Summerwind: A Haunting Legacy in Ruins
In the annals of American ghostlore, few names hold such allure.
In the furthest North Woods of Wisconsin, at the edge of the Michigan wilderness, roads run through vast evergreen forests bordering clear blue lakes.
Hidden in the shadows of the towering cedars and firs of this tranquil Land O'Lakes setting, however, is one of America's most notoriously haunted places: the ruins of the fabled mansion known as Summerwind.
Locals still call it the Lamont Mansion, but it's hardly a mansion anymore. In the 1980s fire destroyed all but two chimneys and a few broken walkways of this once magnificent home on West Bay Lake. Still, the destruction of the building has done little to kill the ghost stories.
A Shadowed History
The history of Summerwind is as sparse as its physical remains.
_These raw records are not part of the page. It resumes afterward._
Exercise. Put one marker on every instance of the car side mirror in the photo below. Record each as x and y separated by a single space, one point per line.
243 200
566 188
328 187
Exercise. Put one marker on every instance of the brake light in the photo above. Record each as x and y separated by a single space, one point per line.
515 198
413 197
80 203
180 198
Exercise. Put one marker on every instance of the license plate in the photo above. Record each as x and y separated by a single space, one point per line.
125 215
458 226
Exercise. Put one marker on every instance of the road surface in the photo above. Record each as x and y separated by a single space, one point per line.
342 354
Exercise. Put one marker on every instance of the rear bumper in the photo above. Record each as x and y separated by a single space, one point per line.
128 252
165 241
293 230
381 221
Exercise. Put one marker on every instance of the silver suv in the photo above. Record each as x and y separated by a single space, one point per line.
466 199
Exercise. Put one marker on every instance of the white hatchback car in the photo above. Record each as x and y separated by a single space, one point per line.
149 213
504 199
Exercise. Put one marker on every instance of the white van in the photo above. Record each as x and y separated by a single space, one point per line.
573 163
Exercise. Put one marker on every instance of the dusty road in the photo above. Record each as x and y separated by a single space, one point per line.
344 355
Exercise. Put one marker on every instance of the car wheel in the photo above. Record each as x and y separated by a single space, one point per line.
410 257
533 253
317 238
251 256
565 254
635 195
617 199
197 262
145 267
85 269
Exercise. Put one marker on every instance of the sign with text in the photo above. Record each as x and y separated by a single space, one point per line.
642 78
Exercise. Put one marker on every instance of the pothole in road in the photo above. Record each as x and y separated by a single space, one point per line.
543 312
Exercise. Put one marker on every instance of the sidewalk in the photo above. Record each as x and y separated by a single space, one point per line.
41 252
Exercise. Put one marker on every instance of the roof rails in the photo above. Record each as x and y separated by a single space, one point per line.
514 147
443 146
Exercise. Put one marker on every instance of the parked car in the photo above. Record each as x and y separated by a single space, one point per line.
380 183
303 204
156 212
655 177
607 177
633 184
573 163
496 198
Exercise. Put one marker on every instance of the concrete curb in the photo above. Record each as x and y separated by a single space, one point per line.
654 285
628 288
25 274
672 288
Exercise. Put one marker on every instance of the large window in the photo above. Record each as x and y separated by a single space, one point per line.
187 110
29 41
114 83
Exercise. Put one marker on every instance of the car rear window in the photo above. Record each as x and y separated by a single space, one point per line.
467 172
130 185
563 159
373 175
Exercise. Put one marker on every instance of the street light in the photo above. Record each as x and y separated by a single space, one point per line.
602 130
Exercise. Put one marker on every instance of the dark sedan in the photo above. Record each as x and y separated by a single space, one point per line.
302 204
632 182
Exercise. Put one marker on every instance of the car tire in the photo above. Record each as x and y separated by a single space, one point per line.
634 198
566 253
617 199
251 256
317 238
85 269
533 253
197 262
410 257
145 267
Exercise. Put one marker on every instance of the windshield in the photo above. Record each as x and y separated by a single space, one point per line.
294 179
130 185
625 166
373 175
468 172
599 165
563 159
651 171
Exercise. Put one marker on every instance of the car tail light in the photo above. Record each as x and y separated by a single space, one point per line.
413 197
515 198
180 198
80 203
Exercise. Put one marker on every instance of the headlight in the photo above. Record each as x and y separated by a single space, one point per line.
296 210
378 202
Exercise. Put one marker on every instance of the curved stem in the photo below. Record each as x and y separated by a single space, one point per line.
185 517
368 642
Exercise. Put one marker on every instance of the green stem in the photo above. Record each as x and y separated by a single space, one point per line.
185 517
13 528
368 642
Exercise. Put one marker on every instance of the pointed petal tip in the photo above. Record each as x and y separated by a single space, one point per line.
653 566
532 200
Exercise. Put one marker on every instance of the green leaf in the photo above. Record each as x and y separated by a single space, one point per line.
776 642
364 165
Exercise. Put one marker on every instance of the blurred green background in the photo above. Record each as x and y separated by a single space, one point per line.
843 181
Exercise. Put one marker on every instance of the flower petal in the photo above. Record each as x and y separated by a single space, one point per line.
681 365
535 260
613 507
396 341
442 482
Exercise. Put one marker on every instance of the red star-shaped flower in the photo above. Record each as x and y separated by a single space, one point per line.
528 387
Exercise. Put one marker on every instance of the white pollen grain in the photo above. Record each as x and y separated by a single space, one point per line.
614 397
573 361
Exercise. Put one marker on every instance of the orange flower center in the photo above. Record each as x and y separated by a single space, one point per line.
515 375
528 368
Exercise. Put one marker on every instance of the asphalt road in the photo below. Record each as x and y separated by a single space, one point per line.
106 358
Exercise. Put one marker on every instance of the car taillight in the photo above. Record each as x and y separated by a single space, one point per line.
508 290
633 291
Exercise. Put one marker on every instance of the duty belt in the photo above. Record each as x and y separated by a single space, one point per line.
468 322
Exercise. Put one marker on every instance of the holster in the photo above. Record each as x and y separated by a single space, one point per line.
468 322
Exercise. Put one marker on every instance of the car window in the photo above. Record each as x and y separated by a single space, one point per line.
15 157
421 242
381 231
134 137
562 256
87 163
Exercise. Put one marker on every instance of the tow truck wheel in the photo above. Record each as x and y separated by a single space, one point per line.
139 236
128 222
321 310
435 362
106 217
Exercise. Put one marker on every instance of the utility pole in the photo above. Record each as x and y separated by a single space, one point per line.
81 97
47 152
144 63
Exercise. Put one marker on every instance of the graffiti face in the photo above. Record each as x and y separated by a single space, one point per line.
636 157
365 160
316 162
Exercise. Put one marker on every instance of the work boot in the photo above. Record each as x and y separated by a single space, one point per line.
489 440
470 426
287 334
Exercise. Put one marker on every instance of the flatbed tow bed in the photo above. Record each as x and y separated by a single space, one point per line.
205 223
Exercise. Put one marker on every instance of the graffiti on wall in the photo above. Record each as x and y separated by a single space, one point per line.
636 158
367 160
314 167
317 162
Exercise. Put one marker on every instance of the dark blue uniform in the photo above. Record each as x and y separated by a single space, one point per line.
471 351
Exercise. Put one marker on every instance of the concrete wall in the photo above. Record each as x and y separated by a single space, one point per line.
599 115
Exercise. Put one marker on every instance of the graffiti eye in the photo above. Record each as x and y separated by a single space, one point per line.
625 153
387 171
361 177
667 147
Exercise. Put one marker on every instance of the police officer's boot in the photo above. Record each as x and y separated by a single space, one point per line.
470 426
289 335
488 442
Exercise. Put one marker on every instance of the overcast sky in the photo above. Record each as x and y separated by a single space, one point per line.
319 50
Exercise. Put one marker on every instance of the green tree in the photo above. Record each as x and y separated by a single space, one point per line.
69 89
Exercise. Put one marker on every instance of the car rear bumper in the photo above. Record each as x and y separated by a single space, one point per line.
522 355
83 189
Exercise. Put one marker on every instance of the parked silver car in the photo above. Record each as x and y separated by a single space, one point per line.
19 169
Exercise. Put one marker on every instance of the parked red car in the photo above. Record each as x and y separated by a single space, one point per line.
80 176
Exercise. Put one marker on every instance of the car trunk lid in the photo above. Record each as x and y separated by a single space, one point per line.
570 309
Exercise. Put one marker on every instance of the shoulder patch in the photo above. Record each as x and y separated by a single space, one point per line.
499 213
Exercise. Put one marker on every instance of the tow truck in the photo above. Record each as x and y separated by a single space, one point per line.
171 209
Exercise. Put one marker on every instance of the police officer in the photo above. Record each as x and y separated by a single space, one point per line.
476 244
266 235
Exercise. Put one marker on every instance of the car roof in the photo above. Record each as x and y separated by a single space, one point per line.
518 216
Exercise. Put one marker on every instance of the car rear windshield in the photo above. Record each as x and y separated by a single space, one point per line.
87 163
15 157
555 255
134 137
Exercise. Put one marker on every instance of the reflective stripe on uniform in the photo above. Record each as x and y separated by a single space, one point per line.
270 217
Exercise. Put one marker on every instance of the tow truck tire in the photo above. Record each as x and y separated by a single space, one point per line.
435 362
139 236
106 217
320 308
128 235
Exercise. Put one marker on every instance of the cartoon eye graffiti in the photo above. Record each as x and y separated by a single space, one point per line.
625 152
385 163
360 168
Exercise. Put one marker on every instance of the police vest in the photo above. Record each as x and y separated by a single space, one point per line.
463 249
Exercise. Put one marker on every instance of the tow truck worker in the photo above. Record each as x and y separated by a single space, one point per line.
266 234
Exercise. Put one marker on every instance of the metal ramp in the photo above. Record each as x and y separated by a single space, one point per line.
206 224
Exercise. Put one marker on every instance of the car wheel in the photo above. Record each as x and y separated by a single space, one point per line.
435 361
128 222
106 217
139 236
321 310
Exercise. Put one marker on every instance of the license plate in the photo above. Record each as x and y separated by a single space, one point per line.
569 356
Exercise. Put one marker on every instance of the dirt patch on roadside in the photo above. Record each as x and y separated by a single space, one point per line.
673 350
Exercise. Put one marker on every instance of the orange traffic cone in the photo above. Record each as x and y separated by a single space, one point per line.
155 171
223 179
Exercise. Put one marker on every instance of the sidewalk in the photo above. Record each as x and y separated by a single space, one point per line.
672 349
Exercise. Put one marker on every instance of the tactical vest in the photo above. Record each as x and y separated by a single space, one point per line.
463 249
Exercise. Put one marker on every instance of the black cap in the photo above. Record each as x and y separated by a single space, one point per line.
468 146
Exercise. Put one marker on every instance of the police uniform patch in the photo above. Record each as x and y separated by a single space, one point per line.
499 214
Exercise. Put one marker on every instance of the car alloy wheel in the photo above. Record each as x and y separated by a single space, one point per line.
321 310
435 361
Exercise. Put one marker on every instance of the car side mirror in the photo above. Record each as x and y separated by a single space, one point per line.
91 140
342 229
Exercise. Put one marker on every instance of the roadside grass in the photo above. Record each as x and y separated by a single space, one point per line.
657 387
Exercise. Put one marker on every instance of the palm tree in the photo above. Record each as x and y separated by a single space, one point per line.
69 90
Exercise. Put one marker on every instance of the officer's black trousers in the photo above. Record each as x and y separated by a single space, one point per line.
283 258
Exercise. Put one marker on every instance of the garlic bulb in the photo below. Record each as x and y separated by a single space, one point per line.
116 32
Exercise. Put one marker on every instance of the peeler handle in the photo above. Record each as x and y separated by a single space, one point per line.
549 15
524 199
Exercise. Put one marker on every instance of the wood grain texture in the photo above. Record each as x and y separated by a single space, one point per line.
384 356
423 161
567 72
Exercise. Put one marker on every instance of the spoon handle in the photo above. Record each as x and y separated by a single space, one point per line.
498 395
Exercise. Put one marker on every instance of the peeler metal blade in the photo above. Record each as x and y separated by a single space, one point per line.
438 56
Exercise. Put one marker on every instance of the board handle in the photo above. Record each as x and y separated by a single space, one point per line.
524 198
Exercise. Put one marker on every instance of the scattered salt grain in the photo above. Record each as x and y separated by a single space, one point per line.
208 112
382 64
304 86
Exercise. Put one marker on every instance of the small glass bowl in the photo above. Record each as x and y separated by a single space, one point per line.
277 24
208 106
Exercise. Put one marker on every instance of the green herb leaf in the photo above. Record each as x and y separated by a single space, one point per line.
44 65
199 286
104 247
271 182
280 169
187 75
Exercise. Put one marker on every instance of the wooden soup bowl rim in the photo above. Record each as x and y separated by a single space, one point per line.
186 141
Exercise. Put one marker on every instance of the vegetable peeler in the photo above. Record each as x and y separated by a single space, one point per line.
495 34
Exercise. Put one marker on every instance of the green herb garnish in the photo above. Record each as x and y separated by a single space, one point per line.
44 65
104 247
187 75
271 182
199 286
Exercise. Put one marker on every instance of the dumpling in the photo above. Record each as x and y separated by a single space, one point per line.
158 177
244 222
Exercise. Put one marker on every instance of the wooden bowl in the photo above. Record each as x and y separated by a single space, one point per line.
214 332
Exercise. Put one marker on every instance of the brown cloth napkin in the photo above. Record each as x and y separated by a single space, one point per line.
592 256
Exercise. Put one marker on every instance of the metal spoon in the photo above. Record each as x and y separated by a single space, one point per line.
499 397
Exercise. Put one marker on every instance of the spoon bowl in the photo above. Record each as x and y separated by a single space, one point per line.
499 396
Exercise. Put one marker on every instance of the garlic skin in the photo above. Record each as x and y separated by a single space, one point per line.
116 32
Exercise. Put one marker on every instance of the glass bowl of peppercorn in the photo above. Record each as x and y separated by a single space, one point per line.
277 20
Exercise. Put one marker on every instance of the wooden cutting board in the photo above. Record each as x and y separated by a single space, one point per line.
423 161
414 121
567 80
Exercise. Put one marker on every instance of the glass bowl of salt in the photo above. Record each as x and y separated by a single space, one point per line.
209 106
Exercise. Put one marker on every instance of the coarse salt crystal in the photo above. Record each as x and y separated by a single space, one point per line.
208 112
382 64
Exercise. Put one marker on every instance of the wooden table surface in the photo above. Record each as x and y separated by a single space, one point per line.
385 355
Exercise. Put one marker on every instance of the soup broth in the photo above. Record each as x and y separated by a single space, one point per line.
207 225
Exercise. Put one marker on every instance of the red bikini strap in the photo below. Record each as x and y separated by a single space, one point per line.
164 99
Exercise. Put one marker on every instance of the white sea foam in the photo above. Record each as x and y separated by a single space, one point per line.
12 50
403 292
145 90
According to word of mouth accounts, the mysterious structure was erected in the earliest days of the 20th Century to serve as a fishing lodge for sportsmen traveling to West Bay Lake. It became known as the Lamont Mansion in 1916, when Robert Patterson Lamont purchased the lodge and remodeled it, allegedly hiring the Chicago architectural firm of Tallmadge and Watson to design the renovations.
Patterson moved his family into the newly refurbished home around 1918, and it was at this time that the shadowy history of the house really begins.
Stories began to circulate that the house was "not quite right." Bizarrely, during the reconstruction there were reports that the dimensions of the rooms of the house would change size from day to day, and experiences of footsteps, shadow figures, noises and other phenomena plagued the family.
Events escalated until one night when the family was dining and Patterson fired a pistol at a ghost, leaving bullet holes in a door.
According to most accounts, this event was the last straw, causing the Pattersons to flee and never return.
The next owners suffered similar experiences.
Arnold and Ginger Hinshaw were so tormented by the hauntings that Arnold reportedly suffered a nervous breakdown and Ginger attempted to take her own life.
The Carver Effect
It was Ginger's father, Raymond Bober, who formulated a lasting theory about the haunting of Summerwind. In fact, it was Bober who christened the old Lamont Mansion with its infamous, romantic new name. Bober claimed that he, too, had experienced the mysterious changing rooms while he attempted to do work on the house, and he claimed that this was what caused him to abandon the property.
In 1979, Bober published a curious book called The Carver Effect: A Paranormal Experience, in which he theorized that Summerwind was haunted by an 18th Century explorer named Jonathan Carver, but the publication of the book did little to convince locals, who became suspicious that Bober had invented the stories of the house's haunting as a money-making scheme, especially coming as the book did on the heels of the staggering, sensational "Amityville Horror" case's publicity.
With few believers in Bober's tales, stories of Summerwind might have passed into oblivion. In 1980, however, Life magazine published a photo essay on "Terrifying Tales of Nine Haunted Houses."
Among the homes featured was Summerwind.
The End of Summerwind
In 1985, Summerwind had become a thorn in the side of local officials, as the building had become a staging area for local thieves and vandals. Plans to raze the house were discussed, but it was fire that destroyed Summerwind.
On June 19, 1988, a bolt of lightning struck the legendary mansion, waking neighbors nearby. The ensuing fire brought Summerwind to the ground.
(Above, the ruins of Summerwind. Milwaukee Journal Sentinal)
Today, Summerwind is quickly fading from memory as one of "America's Most Haunted Houses." The lack of many standing remains, the remoteness of the area and the "private property" status of the land have combined to make the trip to Summerwind a rare pilgrimage for ghost hunters, despite the place's notoriety.
Though it has little company, the stories of Summerwind remain, and some still tell of a woman in white seen among the ruins, the lingering smell of fire, the murmuring of disembodied voices, and other reportedly paranormal phenomena.